Dinho já havia feito desabafo parecido. No Rock in Rio de 2011, falou para mais de 60 mil pessoas de sua indignação com relação ao fato de o jornal O Estado de S. Paulo estar sendo censurado desde julho de 2009, proibido de publicar matérias da Operação Boi Barrica. Na investigação sigilosa, Fernando Sarney, filho do senador, aparece como suspeito de fazer caixa 2 na campanha de Roseana Sarney ao governo do Maranhão de 2006.

Depois de seu desabafo na canção que termina sem metáforas, pedindo literalmente que as pessoas saqueiem Brasília, Dinho emendou Independência e conseguiu criar um interessante bloco politizado dentro de um festival que parece não querer problemas maiores nem servir de estandarte.

O ato de Dinho veio depois de um começo de show truncado, provavelmente pela emoção do cantor. Eufórico, ele se atrapalhava com as palavras, ditas rápidas demais, e algumas vezes perdia o controle delas. Dizia um “cara” e dois “tá ligado” entre uma e outra e olhava para o público incrédulo, apesar de estar em um Rock in Rio pela quarta vez. Não parecia previsto o pulo que ele deu para cantar Fátima com a plateia, deixando a banda sozinha por um longo período e tendo dificuldades para reencontrar o tempo certo.

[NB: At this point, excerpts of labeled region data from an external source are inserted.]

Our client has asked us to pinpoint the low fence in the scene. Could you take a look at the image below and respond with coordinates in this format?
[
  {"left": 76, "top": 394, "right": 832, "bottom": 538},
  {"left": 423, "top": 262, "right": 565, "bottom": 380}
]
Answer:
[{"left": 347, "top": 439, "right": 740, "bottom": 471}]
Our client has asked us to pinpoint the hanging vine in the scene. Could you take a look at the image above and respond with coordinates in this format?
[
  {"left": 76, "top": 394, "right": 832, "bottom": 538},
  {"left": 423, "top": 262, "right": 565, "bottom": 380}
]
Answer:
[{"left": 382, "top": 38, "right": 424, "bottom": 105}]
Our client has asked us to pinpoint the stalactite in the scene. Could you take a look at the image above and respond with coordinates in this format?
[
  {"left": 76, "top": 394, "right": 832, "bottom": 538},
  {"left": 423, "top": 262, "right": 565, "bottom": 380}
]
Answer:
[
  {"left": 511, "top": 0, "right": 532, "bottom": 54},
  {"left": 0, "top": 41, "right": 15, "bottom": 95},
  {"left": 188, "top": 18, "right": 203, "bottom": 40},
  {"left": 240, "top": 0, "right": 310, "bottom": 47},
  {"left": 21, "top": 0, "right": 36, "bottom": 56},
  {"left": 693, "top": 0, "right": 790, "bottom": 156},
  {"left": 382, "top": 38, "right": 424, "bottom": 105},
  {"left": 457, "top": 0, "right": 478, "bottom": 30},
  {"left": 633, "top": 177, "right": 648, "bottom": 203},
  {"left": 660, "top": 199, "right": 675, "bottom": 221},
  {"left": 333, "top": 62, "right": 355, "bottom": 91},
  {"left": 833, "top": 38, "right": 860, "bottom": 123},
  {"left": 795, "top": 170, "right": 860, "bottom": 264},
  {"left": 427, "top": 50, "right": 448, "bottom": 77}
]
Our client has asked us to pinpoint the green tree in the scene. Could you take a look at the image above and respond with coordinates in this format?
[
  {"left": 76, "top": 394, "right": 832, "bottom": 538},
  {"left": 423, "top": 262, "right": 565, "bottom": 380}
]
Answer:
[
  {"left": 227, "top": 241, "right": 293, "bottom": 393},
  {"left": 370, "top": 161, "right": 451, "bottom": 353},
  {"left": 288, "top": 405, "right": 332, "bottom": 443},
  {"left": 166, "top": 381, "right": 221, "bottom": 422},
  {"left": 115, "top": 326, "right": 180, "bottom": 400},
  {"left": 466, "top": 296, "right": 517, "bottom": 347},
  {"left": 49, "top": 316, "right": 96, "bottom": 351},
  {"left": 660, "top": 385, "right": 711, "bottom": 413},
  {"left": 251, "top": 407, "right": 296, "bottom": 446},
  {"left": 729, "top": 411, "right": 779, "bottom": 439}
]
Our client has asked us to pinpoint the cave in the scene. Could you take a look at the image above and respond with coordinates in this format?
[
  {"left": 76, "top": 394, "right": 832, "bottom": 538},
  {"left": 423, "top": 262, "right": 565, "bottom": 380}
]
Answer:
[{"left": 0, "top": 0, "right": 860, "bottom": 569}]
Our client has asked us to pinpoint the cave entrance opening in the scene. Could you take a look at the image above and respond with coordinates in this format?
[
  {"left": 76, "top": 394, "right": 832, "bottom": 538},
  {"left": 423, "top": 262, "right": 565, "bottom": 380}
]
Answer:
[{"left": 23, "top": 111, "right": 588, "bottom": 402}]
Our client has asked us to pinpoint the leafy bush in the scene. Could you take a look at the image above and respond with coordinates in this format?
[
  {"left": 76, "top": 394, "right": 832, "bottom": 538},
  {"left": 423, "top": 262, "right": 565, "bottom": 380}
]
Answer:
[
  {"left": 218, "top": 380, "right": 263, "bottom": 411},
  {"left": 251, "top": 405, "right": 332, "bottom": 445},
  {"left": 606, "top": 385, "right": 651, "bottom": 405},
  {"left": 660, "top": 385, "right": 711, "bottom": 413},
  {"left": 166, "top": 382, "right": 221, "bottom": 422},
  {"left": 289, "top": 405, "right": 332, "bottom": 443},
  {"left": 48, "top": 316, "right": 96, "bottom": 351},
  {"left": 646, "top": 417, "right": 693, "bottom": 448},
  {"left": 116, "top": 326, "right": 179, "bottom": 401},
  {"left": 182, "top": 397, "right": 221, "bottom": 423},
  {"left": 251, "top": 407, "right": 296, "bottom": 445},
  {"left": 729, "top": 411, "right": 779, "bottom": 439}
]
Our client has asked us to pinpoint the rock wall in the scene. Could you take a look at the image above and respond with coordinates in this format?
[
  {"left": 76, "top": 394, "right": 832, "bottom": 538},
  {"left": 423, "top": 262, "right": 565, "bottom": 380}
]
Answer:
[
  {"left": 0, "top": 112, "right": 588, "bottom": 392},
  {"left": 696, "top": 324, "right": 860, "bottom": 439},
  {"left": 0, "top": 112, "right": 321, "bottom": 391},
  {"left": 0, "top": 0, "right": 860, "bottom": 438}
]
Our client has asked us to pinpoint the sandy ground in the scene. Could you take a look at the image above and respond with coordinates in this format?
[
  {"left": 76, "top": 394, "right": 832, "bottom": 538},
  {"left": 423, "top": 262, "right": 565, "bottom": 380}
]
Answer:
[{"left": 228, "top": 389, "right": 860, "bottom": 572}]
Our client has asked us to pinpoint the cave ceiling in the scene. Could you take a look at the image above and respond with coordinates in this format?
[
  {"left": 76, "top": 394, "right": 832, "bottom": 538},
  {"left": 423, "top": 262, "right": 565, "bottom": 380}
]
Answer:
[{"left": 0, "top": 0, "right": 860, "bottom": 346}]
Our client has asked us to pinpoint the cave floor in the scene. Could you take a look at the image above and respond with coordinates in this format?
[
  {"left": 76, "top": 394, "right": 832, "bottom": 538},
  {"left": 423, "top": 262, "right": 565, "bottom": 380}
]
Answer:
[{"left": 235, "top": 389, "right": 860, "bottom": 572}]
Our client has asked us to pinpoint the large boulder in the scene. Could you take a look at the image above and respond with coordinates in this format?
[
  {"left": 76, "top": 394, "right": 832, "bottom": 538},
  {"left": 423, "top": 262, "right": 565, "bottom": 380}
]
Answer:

Em uma hora de show, que a banda respeitou com cuidado, eles comprimiram uma espécie de retrospectiva. E conseguiram incluir ainda uma homenagem a Champignon, o baixista do Charlie Brown Jr que se suicidou recentemente. “É difícil entender o que aconteceu, eu gostava muito desses caras”, disse, lembrando também de Chorão, morto há seis meses. Disse e pediu à plateia que o ajudasse a cantar uma canção em homenagem a eles, feita ao violão e voz com Só os Loucos Sabem, de Chorão. Comoveu sobretudo por terminar dizendo “você deixou saudades, quero te ver outra vez.” Lembrou ainda de Raimundos, com Mulher de Fases, e terminou nostálgico mas não menos punk rock com Veraneio Vascaína.